Morgan Ensberg (AP)
Prospect Retrospective: Morgan Ensberg
Morgan Ensberg was drafted by the Houston Astros in the 9th round of the 1998 draft, out of USC. Assigned to Auburn in the New York-Penn League, he hit .230/.379/.367 in 59 games, showing excellent plate discipline, but otherwise not doing much. He was a successful player in college, but scouts weren't particularly wild about him. His athleticism was marginal, he was a senior, and there was doubt about his ability to hit well with wood. He'd rate a Grade C at this point.
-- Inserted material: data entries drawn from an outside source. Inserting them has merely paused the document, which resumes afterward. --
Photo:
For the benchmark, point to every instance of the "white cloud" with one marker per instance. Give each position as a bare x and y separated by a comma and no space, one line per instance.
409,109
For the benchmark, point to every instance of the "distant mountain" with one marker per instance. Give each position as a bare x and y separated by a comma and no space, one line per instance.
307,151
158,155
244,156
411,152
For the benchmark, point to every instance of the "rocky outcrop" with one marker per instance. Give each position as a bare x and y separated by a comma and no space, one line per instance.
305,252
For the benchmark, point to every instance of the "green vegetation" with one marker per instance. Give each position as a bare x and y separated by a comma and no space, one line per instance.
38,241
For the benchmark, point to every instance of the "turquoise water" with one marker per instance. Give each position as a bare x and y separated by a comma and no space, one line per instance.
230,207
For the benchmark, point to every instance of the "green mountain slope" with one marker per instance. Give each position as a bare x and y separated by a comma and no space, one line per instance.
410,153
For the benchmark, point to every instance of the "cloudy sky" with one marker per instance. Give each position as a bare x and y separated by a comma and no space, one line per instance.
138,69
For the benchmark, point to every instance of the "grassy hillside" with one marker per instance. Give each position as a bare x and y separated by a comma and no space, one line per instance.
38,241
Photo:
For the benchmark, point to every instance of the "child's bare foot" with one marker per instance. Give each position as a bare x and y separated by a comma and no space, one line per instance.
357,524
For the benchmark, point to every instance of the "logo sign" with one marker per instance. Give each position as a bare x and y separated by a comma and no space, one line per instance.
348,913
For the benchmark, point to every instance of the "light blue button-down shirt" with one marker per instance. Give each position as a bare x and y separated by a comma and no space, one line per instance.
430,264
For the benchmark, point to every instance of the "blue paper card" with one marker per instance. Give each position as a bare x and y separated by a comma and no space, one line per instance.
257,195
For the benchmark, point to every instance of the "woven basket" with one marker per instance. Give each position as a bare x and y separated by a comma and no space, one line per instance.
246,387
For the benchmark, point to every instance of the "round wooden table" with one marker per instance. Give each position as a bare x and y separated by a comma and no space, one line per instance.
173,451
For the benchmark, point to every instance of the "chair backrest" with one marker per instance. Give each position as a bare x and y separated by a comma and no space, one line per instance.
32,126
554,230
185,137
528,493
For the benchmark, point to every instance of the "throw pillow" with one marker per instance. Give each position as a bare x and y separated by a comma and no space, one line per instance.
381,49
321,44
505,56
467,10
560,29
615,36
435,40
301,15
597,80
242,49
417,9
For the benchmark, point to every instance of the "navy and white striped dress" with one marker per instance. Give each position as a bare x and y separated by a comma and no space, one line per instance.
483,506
Moved up to the Florida State League in 1999, Ensberg hit just .239. But he did knock 15 homers and draw 68 walks, pushing his other numbers to .347 OBP and .412 SLG. He also stole 17 bases despite a lack of great running speed. The only real negative here was a low batting average; he showed progress in other departments. He'd still rate as Grade C, albeit with some intriguing potential.
Ensberg broke out with an excellent season in 2000, hitting .300/.415/.545 with 28 homers and 92 walks for Double-A Round Rock. This would move him up to Grade B, maybe even B+ if you weren't concerned about his age (24). His batting average improved as he continued to refine his plate discipline, and he also showed progress on defense.
Injuries limited Ensberg to just 87 games at Triple-A New Orleans in 2001, but he continued to play well, hitting .310/.399/.592 with 23 homers. He was a bit more aggressive at the plate, reducing his walk rate but increasing his power output. Ensberg split '02 between Houston and New Orleans, playing well in the minors but not so well in the Show. He had a fine 25-homer season in '03, a mediocre campaign in '04, and is having an excellent year in '05.
Ensberg's minor league career was marked by high walk rates without horrible strikeout numbers, and improving power production at each level. Negatives were age-relative-to-league, an artifact of being a college senior, and low batting averages in his first year and a half. He was never praised as a particularly toolsy player, but through hard work and refinement he has turned himself into one of the better third basemen in the game. Given his age, he is unlikely to show further dramatic improvement, but he doesn't really need to.
Comparable Players to Morgan Ensberg, No Actives Listed
Active comparables include Corey Koskie.
Ensberg is an excellent player right now. The only question I have is how well he will age once he gets to age 32 or so.